The Board of Supervisors has abandoned the idea of holding a special off-site meeting at Mayor Gavin Newsom’s January town hall meeting, but the controversy over the board’s — and the voters’ — desire to have the mayor engage with supervisors in a question-and-answer forum is by no means over.
Newsom has declined to follow the specific language of last November’s voter-approved ballot measure Proposition I, a nonbinding policy statement saying the mayor should appear monthly before the Board of Supervisors at a regularly scheduled meeting to discuss policy. The "question time" proposal was based on the rollicking British House of Commons practice with the prime minister.
Instead, New-som has proposed "policy town hall meetings," with the first one scheduled in the Richmond district Jan. 13, and has invited the Board of Supervisors to attend. Newsom has said "question time" at City Hall would turn into "political theater."

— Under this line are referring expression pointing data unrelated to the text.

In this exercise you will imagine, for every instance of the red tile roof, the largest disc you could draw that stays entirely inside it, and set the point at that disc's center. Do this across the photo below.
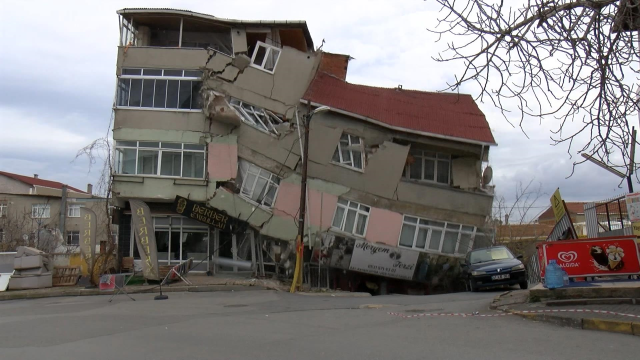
(439, 114)
(38, 182)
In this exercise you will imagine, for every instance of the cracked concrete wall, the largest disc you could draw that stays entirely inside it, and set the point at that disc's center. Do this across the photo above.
(168, 120)
(222, 162)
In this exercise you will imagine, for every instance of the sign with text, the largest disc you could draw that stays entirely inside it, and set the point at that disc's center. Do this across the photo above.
(145, 238)
(205, 214)
(593, 257)
(88, 236)
(383, 260)
(557, 205)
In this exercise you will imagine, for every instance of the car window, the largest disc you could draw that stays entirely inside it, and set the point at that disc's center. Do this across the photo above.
(491, 254)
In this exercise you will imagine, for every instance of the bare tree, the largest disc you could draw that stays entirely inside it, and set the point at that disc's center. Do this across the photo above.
(574, 60)
(99, 152)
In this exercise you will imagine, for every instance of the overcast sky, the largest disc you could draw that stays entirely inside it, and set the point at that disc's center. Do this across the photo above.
(57, 82)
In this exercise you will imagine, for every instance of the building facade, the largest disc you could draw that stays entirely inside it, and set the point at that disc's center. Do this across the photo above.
(32, 210)
(212, 110)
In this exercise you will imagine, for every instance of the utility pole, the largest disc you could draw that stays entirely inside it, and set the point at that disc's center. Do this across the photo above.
(297, 276)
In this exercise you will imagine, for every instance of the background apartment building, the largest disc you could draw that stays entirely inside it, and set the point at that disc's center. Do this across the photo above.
(212, 110)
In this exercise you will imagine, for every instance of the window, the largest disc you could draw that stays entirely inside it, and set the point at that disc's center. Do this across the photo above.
(436, 236)
(160, 159)
(73, 238)
(257, 184)
(160, 89)
(349, 152)
(259, 118)
(351, 217)
(74, 211)
(428, 166)
(265, 57)
(41, 211)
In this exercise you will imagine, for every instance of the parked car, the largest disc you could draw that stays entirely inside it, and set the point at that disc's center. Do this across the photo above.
(493, 266)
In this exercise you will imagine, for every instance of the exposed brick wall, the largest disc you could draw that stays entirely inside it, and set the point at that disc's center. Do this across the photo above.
(335, 64)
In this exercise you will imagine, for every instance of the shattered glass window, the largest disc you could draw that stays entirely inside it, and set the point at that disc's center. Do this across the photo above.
(349, 152)
(257, 117)
(257, 184)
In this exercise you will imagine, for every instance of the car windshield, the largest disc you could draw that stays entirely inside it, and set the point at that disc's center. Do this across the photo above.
(485, 255)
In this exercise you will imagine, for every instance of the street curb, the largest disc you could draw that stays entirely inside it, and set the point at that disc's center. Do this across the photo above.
(614, 326)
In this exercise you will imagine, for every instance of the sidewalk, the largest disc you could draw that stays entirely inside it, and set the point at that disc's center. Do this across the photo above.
(201, 283)
(620, 315)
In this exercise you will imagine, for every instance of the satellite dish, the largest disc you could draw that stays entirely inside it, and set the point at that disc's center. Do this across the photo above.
(487, 176)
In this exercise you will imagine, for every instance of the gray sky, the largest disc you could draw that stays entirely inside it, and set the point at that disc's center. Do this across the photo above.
(57, 82)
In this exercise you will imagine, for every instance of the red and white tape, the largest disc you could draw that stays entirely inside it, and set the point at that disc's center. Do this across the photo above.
(606, 312)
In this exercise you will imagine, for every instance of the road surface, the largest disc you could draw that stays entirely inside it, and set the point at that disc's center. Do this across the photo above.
(260, 324)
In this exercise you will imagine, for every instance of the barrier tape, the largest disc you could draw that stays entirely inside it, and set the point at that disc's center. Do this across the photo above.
(476, 314)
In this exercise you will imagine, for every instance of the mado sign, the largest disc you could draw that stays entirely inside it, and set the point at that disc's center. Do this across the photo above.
(383, 260)
(593, 257)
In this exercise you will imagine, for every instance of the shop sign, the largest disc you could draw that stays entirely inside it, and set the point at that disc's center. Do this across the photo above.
(383, 260)
(205, 214)
(593, 257)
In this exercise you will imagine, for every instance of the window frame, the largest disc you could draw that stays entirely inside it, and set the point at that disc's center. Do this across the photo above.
(351, 144)
(184, 77)
(358, 211)
(70, 237)
(160, 149)
(258, 175)
(73, 207)
(423, 158)
(249, 113)
(269, 49)
(446, 226)
(45, 213)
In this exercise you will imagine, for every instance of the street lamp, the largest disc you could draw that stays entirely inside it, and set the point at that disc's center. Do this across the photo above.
(297, 276)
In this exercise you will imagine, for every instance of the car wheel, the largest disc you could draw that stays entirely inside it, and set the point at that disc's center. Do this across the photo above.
(472, 286)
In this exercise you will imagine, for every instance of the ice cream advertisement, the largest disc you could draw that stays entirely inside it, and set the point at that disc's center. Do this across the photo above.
(594, 257)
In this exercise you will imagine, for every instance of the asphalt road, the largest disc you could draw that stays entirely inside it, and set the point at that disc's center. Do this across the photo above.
(260, 324)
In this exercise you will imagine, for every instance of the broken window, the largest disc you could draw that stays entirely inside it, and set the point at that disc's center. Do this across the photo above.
(73, 238)
(159, 89)
(265, 57)
(257, 184)
(160, 159)
(351, 217)
(73, 211)
(349, 152)
(40, 211)
(428, 166)
(257, 117)
(436, 236)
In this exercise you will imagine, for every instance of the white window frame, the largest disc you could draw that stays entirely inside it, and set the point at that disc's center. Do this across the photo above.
(422, 156)
(184, 77)
(40, 211)
(445, 228)
(347, 206)
(349, 163)
(161, 149)
(74, 210)
(70, 236)
(258, 172)
(268, 50)
(257, 117)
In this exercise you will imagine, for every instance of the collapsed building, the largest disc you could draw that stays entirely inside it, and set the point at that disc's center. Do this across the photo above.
(211, 110)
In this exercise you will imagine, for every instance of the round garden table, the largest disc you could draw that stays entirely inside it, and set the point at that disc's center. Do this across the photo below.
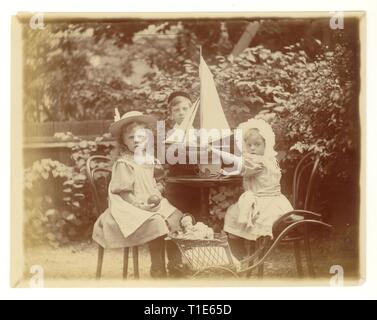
(204, 184)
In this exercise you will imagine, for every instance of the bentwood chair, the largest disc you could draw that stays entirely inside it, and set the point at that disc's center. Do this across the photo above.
(99, 175)
(296, 231)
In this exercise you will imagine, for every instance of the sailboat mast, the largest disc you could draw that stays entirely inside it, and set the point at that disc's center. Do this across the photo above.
(201, 91)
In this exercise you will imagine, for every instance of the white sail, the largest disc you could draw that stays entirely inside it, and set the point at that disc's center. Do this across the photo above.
(212, 117)
(211, 112)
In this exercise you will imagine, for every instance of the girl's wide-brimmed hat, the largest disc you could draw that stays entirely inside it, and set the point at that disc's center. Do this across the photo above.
(129, 117)
(264, 129)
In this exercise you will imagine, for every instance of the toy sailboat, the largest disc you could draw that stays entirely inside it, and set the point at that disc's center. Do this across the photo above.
(213, 124)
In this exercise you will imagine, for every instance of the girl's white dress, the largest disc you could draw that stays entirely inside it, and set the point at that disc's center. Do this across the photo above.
(124, 225)
(261, 204)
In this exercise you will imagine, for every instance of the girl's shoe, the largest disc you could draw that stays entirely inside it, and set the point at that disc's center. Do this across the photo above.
(158, 273)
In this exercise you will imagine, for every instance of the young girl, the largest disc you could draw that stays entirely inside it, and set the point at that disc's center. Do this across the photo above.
(262, 203)
(130, 220)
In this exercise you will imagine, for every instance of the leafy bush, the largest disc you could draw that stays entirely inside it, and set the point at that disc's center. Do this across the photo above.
(58, 202)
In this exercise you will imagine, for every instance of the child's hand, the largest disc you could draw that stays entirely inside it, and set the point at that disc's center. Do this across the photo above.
(149, 207)
(160, 187)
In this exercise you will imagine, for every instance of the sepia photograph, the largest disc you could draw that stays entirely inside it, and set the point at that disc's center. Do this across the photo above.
(200, 150)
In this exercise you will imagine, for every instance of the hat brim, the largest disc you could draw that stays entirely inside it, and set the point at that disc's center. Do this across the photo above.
(116, 127)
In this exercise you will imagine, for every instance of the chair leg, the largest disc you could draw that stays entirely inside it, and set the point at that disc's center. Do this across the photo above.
(135, 258)
(250, 248)
(297, 251)
(260, 243)
(101, 252)
(125, 262)
(309, 257)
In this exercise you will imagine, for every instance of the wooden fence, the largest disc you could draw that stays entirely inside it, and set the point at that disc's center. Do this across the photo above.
(39, 141)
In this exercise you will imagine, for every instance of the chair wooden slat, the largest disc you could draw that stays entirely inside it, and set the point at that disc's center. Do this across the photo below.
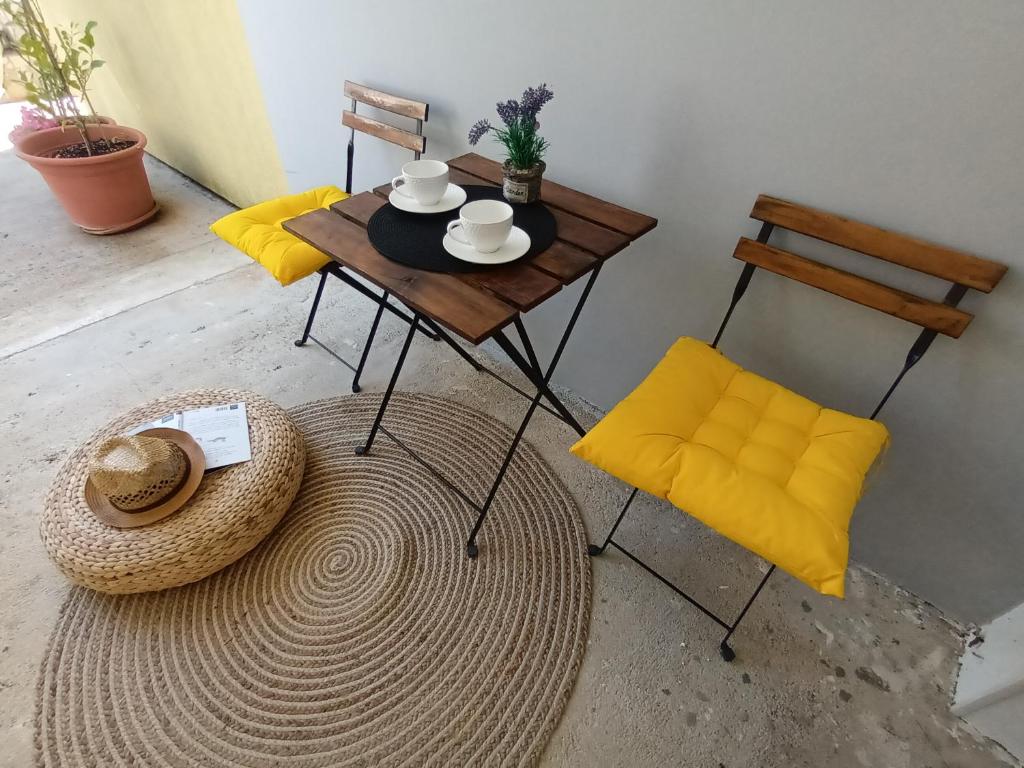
(387, 132)
(471, 313)
(931, 314)
(395, 104)
(585, 206)
(936, 260)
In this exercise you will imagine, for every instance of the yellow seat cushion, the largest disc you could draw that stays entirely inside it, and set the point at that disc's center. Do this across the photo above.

The town hall meetings were greeted with opposition from supervisors who say Newsom’s proposal contradicts the will of the voters. Fifty-six percent of voters backed Prop. I on the Nov. 7 ballot.
Board of Supervisors President Aaron Peskin proposed the special off-site meeting to meet Newsom "halfway," but on Thursday he retracted the proposal, expressing frustration over what he called an inability to work out the details of the meeting with the Mayor’s Office. "I think [Newsom’s] behavior on this matter is frankly childish," Peskin said.
Newsom’s spokesman, Peter Ragone, said the Mayor’s Office was "disappointed" Peskin reversed his position onthe issue of "community involvement and public participation in the governmental process." He added, "We have and continue to be open to discussion with the board on this topic."
On Thursday, the Board of Supervisors Rules Committee sent to the full board a nonbinding board policy requesting Newsom attend a board meeting every third Tuesday of the month at City Hall to discuss policy. If approved by the full board Jan. 9, the "question time" with Newsom will go on the Jan. 23 agenda.
Peskin said that if Newsom does not attend, he will push for a charter amendment to go on the November ballot that, if approved, would legally require Newsom to attend the "question time." It takes six votes by the Board of Supervisors to place a charter amendment on the ballot.
On Thursday, Newsom declined to comment on Prop. I, saying "I have made my position clear" on the idea of coming before the Board of Supervisors. He later said, "If they want to come and engage the community in a real issue, I’m inviting them."
Supervisor Ross Mirkarimi said the town hall meetings should not supplant Prop. I. "I have seen his town halls. They are a little bit theater. They are very much scripted," Mirkarimi said.